Task Descriptions & Difficulty

  • Easy: Book a 30-minute sync between two people in the identical timezone (UTC) tomorrow.
    • Evaluation: Tests basic JSON array filtering and time addition within standard constraints.
  • Medium: Schedule a 1-hour global all-hands matching the active 9-to-5 working hours of 4 specific employees across distinct timezones (PST, EST, UTC, and CST).
    • Evaluation: Tests rigorous temporal overlap arithmetic. There is exactly one valid 1-hour global window where all 4 conditions are met.
  • Hard: The CEO needs an urgent sync that overlaps a booked slot.

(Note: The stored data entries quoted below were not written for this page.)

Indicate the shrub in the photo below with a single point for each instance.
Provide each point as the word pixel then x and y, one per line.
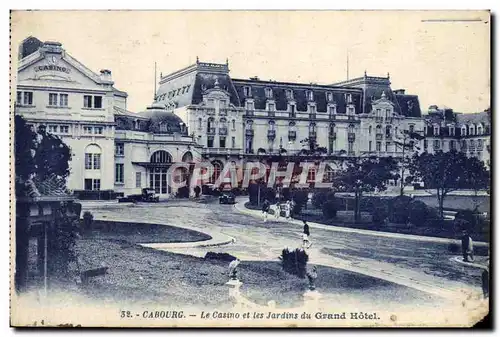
pixel 418 212
pixel 219 256
pixel 380 212
pixel 318 199
pixel 87 220
pixel 294 262
pixel 330 208
pixel 399 209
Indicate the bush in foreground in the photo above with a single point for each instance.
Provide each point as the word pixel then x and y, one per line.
pixel 294 262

The agent must override a "low priority" internal meeting to book the VIP event, and reschedule the bumped meeting, all without cancelling "high priority" syncs.
    • Evaluation: Tests multi-hop logic, priority understanding, and state backtracking over multiple continuous actions.

Baseline Scores

Testing was conducted locally with llama-3.3-70b-versatile (Groq) heavily capped by MAX_STEPS = 15.

Difficulty Baseline Score (Total Reward) Observations
Easy 1.0 Successfully deduced calendar holes, passed the constraint checker, and successfully booked.
Medium 0.2 Successfully filtered out the employee IDs and scanned calendars, but critically failed to blindly deduce the precise global hour overlap. Trapped in an iterative trial-and-error cycle until max steps were reached.
Hard 0.1 - 0.2 Agent correctly maps the target IDs but is mathematically bottlenecked similar to the Medium benchmark. Exhausts tools prior to completion.